La remontée du prix du lait devrait limiter les réformes en 2017, ce qui permettrait aux cours des femelles de poursuivre leur reprise. Entre septembre et décembre 2016, le prix du lait a en effet progressé de 22 % pour atteindre 1.314 zlotys/t, soit 296 €/t.

Irlande : à la recherche d’autres débouchés

Bord Bia prévoit une hausse de 6 % de la production de viande bovine en Irlande en 2017. Ce sont 100.000 à 110.000 bovins finis supplémentaires pour lesquels les abattoirs devront trouver un débouché. La chute de la livre sterling face à l’euro ayant réduit considérablement la compétitivité de la viande irlandaise sur le sol britannique, les exportateurs irlandais se tourneront davantage vers l’Europe continentale, mais également vers les pays tiers.

Les exportateurs irlandais s’inquiètent toutefois de l’évolution des relations commerciales avec les États-Unis. Après avoir levé en février 2015 l’embargo imposé il y a 20 ans sur la viande irlandaise, L’USDA parle aujourd’hui d’imposer des droits de douane sur la viande européenne.

Le marché égyptien s’est également rouvert aux bovins vivants irlandais en février 2016, et à la viande bovine et aux abats bovins le 5 janvier dernier (5 établissements sont d’ores et déjà agréés).
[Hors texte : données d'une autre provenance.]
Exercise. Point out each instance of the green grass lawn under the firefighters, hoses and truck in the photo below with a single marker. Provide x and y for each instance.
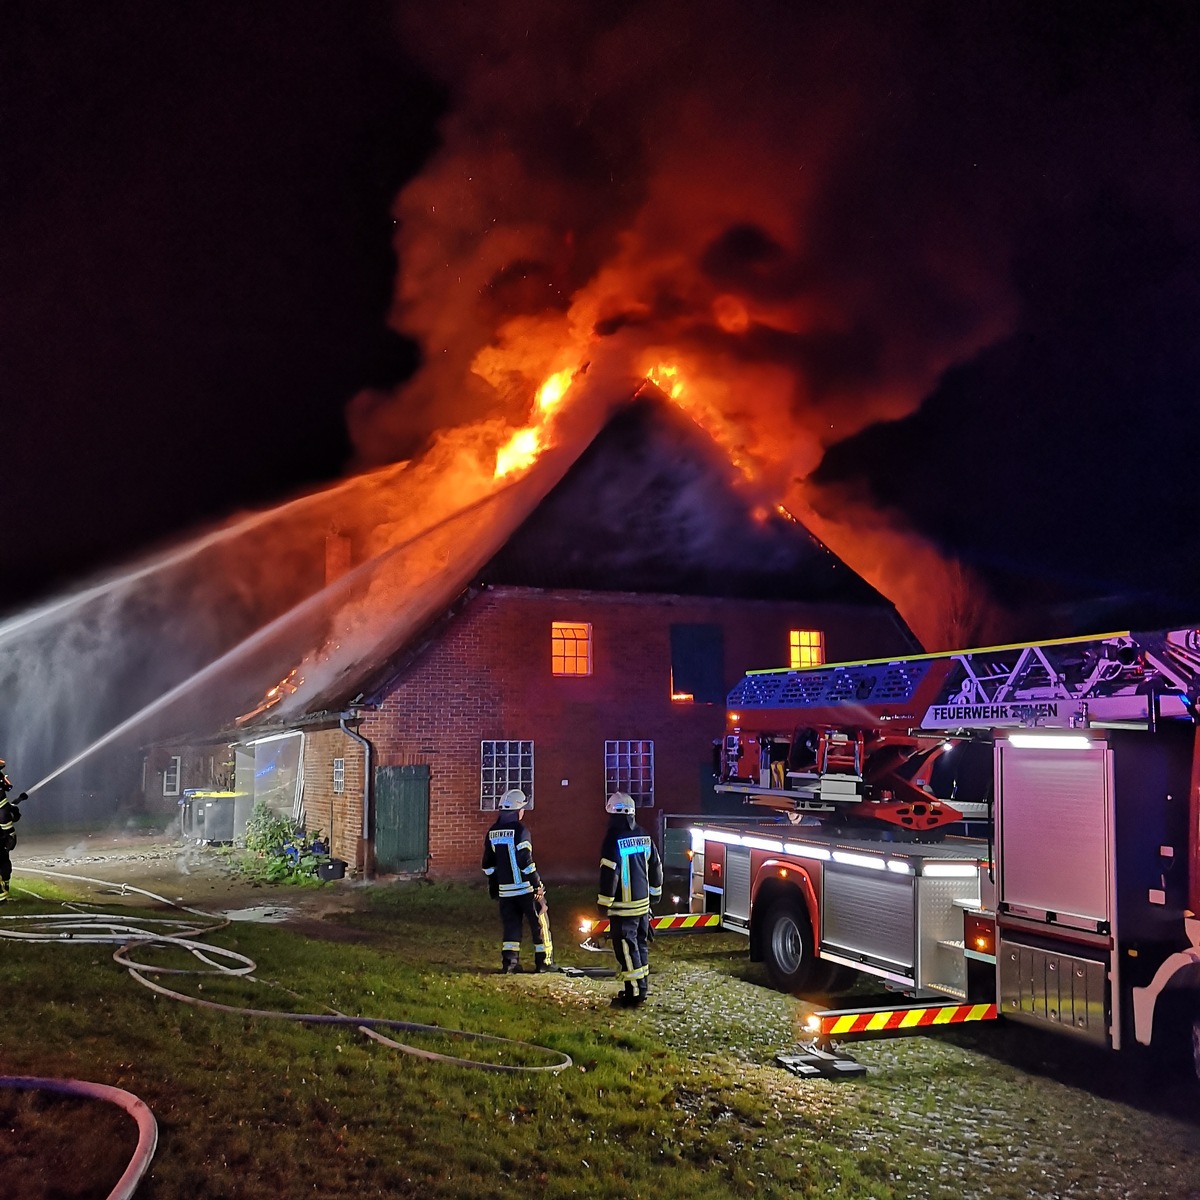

Ce marché, considérable en termes de volumes, est toutefois affecté par une crise économique sévère et par la très forte dépréciation de la livre égyptienne qui limite considérablement le pouvoir d’achat des importateurs.
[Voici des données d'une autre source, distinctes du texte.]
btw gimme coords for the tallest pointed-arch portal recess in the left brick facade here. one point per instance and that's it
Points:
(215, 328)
Enfin, l’Irlande a bon espoir de pouvoir accueillir de nouveau les vétérinaires chinois en 2017 afin de conclure les discussions initiées en 2015 en vue d’une réouverture du marché chinois.

Royaume-Uni : hausse de la consommation

Au Royaume-Uni, la consommation de viande bovine est particulièrement dynamique. Sur l’ensemble de l’année 2016, les achats des ménages de viande fraîche et congelée ont progressé de +2,6 % par rapport à 2015, dont +5,9 % pour les pièces à griller, +4,9 % pour les pièces à bouillir et +4,3 % pour la viande hachée pur bœuf. La seule baisse concerne les rôtis (-5,3 %).

En parallèle, la production abattue a progressé de 2 % pour totaliser 904.000 tonnes équivalent carcasse (téc) en 2016, le plus haut niveau depuis 5 ans. Le surplus d’offre a été absorbé sans problème par la consommation nationale, d’autant que la chute de la livre a stimulé les exportations tout en limitant les importations.

Les experts britanniques s’attendent à un marché relativement équilibré en 2017. La production devrait reculer, en raison principalement de la baisse des poids de carcasse. En effet, depuis l’été 2016, les abatteurs ont durci leurs cahiers des charges et imposent des pénalités pour les carcasses trop lourdes (plus de 400 kg).